Comment surmonter ces malentendus anciens et renouvelés, alors même qu’on pouvait les croire dépassés ? Ce pourrait être la question en filigrane de ce livre collectif, dont le titre évoque précisément « la fin d’une illusion ». Le sociologue Danny Trom et le philosophe Bruno Karsenti évoquent deux visions inconciliables : la première  rappelle les horreurs planétaires de l’islamisme radical, à l’œuvre par exemple au Bataclan et dans l’attaque du festival israélien Nova ; la seconde inscrit le 7 octobre dans une autre série qui n’inclut pas les islamistes au pouvoir à Gaza sous les atours du Hamas, mais la lutte des Palestiniens pour disposer d’eux-mêmes sur leur propre territoire et non disséminés à travers d’autres pays arabes. Ces deux visions approfondissent les clivages. Trom et Karsenti prônent dès lors un troisième point de vue, très proche de celui développé par leur collègue Ehrenfreund.

Conscience historique de l’Europe

Dans cette troisième optique, le 7 octobre appartient bien à la répétition de la destruction des juifs, que ce soit à travers le vieux prisme chrétien hostile au maintien du judaïsme, les pogroms d’Europe de l’est, l’extermination industrielle nazie ou l’islamisme.

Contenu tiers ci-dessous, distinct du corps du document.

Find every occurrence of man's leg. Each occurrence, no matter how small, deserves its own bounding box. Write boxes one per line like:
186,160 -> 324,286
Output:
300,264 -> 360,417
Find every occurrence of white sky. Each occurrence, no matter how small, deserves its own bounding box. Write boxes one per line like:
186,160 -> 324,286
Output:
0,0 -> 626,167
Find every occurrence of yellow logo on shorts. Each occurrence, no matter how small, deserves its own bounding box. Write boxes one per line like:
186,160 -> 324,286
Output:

Mais cette vision va inscrire également cet événement dans « la conscience historique de l’Europe », divisée entre les Européens (et nouveaux arrivants) soucieux de cultiver et de protéger la démocratie mi-néo-libérale et mi-sociale et les Européens (et nouveaux arrivants) qui ne voient dans cette démocratie qu’exploitation et oppression, à l’intérieur de l’UE comme à l’extérieur (et parmi ces derniers on trouvera autant de néo-souverainistes que de militants résolus à marginaliser l’Europe dans un monde supposément rééquilibré en faveur d’un Sud global excluant Israël). 

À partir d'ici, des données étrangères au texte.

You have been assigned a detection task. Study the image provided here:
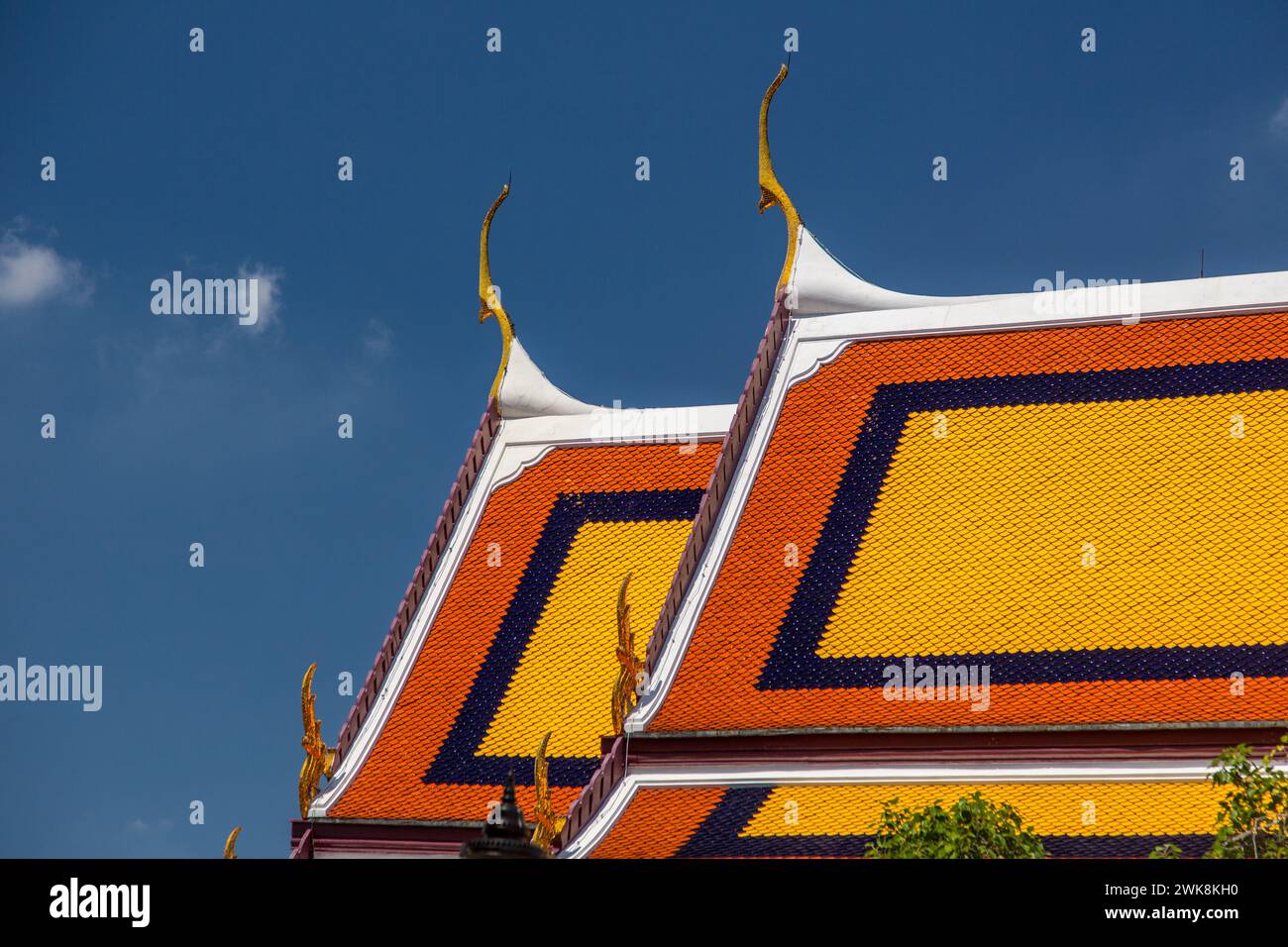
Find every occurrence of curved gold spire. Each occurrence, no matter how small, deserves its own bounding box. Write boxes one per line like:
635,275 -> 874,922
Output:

Une question émerge à la lecture de cet ouvrage : et si ceux qui pourraient prendre l’Europe au sérieux dans sa vocation démocratique et pacifique étaient précisément ceux – les juifs – qui ont encore à craindre que cette partie du monde ne les trahisse après leur avoir enfin cédé un territoire colonisé depuis 1917 par les Britanniques ? Dans ce but, ne faudrait-il pas raviver le combat contre l’antisémitisme plutôt que de mettre un voile sur les occurrences de ce mal ? Nier les résurgences de la violence envers les juifs empêche les Européens de se pencher sur leurs propres divisions, de les surmonter au bénéfice de tous les citoyens de notre continent, indépendamment de leurs origines et de leurs religions, voire de porter les idéaux démocratiques sur le plan mondial. C’est du moins ce que comprend la lectrice de cet ouvrage. Enfin, on notera que, pour le philosophe Bruno Karsenti, c’est la diaspora juive (si on la laisse s’épanouir dans la sécurité) qui pourra apporter son soutien critique à un Israël lui aussi profondément divisé sur la manière d’assurer sa pérennité et de réorganiser sa vie démocratique.